I spent hours taming a young Raccoon which I named Bill. He was damn vicious in the beginning and I had to handle him with thick gloves. After a week or so, he became domesticated, but as he grew bigger, Dad wouldn't let me have him roaming around the house freely anymore as he was getting into everything. I even slept with him. Finally, Dad put him in a cage behind our home with his collar and leash on and poor Bill managed to get out of the cage which was high off the ground and we found him hanging one morning by his neck. I dug a grave and put up a small cross and cried like a baby.

I had caught several baby alligators and kept them in a large tub in my room. My grandparents came to spend the weekend with us and I recall my grandfather complaining to my Dad that he didn't get a wink of sleep all night due to the bellowing of the alligators. Dad made me remove the tub to the backyard.

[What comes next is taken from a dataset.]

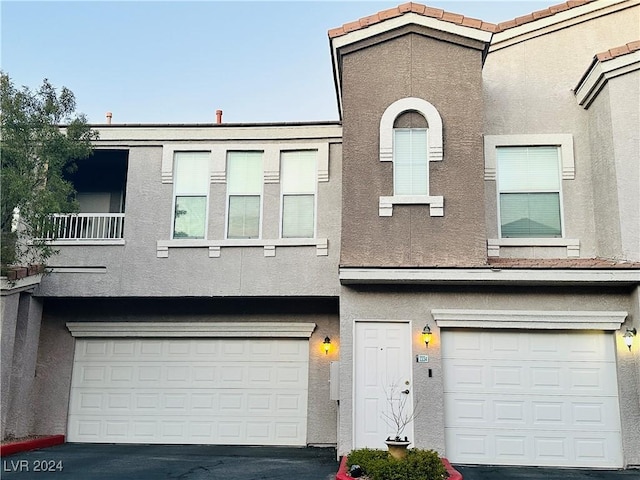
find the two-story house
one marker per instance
(465, 241)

I heard Sen. Biden relate how he was bullied by some kid and his Dad told him to go back and fight and said, "Champ, when you're down, get up and fight."

Well, something similar happened to me. Sonny Harris and Earl Frenzel who were a year older than me and lived down the street had bullied me and took my bicycle. I would have been about 10 yrs. old. I came crying home and my Dad read me the damn riot act. He scared the hell out of me that he was going to give me a whipping worse than those kids and if I did not go back out there and get my bicycle then don't bother to come home ever again.

He motivated me to the point that I ran with tears in my eyes down where they were and without saying anything charged them both with the ferocity of an adrenaline filled Lion. I beat the hell out of both of them and got my bike back. It was then that I had an epiphany. I realized that I was much stronger than most guys and had better reflexes and agility. I didn't much fear anybody the rest of my life.

That was one of the few lessons I learned from my Dad. He didn't give me many, I assure you. He owned Bob White's Silver Dollar Bar and Lounge which was a front for a gambling Den. He did make me open oysters on Saturdays for the customers and I believe I still have scars on my hand from doing this, but it was worth it to hear the country bands he hired to play on Saturday night.

The nearest side of heaven was drinking a Grapette on a hot summer day.

Growing up isn't what it used to be, is it?